In the mass of black robes, Severus Snape is barely visible, his head bowed and covered with eyes shadowed. He has said nothing for days, not since the moon.

The casket is closed. It had to be; there are some things that no-one need see, and better memories to have than blood on floorboards and deep gored scratches in wood.

"Remember," Dumbledore says again, and his voice hangs in the air like a struck bell. And then it is all over.

Back in the Gryffindor common room, obscenely red, gold and cheerful while rain batters the window, Sirius throws himself down on a squashy armchair on top of something hard. A book, The Mechanics of Human And Animal Transfiguration, and he throws it to the floor with real violence, then scrambles to his feet again.
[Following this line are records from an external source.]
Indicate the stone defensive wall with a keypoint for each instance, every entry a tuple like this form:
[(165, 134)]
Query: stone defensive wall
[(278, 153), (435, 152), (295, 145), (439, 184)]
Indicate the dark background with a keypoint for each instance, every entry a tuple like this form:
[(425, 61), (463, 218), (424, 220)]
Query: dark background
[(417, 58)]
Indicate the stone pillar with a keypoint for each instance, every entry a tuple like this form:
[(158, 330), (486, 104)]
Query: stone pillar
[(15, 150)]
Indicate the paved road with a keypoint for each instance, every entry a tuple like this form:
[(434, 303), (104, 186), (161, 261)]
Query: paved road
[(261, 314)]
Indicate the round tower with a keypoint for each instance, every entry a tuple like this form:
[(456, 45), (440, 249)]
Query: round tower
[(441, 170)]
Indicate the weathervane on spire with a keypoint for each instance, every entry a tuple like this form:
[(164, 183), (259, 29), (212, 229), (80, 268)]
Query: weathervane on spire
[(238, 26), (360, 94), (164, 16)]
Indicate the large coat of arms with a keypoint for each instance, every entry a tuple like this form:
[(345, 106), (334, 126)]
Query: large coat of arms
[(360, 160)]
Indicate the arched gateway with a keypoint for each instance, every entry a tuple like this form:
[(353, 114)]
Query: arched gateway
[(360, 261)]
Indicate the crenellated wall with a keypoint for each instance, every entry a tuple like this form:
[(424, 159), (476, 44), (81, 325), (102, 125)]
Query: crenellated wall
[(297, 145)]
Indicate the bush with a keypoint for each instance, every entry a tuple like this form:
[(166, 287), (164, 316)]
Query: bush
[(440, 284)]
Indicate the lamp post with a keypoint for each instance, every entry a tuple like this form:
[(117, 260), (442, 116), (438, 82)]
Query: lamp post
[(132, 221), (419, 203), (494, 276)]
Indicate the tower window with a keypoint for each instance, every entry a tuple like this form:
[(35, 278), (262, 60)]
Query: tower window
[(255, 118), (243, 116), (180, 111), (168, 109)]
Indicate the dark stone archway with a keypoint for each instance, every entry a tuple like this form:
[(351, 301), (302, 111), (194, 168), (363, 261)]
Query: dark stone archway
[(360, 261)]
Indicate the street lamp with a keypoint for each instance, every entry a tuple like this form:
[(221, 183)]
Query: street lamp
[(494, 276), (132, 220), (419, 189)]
On the notice board by the portrait hole is a calendar, with neat handwriting below today's date, and a red circle.

Sirius pulls it down, rips and tears and destroys the page until it is nothing but tiny white scraps. One by one, they fall to the floor like confetti from his shaking hands.


Remus strides back across the grounds, leaving Dumbledore staring after him. His heart is strangely light, but he feels the weight of responsibility on his shoulders in a way even he has never felt before.

He walks through into the entrance hall and up to the Gryffindor common room. "Aurora borealis," he snaps impatiently, and the Fat Lady glares.

"I thought you were one of the polite ones," she snipes, and the portrait swings open. Remus clambers in and bursts into the common room with considerably more violence than usual.

"Remus?" James, who is sitting on the floor playing chess with Peter, looks up, worried. "What is it?"

Remus ignores him for a moment, staring up at the wall clock. The hands flit forwards, second by second, minute by minute, marking time now and forever. "It's my birthday," he says suddenly.

James nods. "Yeah. Remus, are you all right?"

"It's my birthday," repeats Remus fiercely. "It's my birthday! I'm seventeen years old, I'm here at Hogwarts, I'm alive. I did it. I really did it."

Sirius gets it. Standing up, he walks across and places a soft hand on Remus's shoulder. "You made it, Moony. We knew you would."
"I did it." Remus's voice has fallen. For the first time, he realises what it means, not just for himself but for every child bitten.

"And?" Sirius prompts, his expression indicating there is one thing he needs to know in particular.

Remus smiles, knowing they know but ready to tell them anyway. It didn't have to be this way, he thinks. He was dealt a rough hand, life gave him lemons, etc., etc. But equally, things could have been so much worse.

He stands there awkwardly for a moment, aware of himself, his friends, his prefect badge, his Gryffindor colours, his lycanthropy, everything that has led him to being Remus Lupin on the day he comes of age.

"And..." He pauses, prolonging their agony, then gives in. "And I'm a member of the Order of the Phoenix."

Sirius whoops and laughs. "Huzzah and clang for Moony! Isn't that right, boys?"

As he succumbs to the flying tackle, hears James's soft words, "You're one of us, Remus," and is finally pushed to the floor, flailing wildly, Remus thinks: there should be cake.

And Lily comes in, singing, and there is.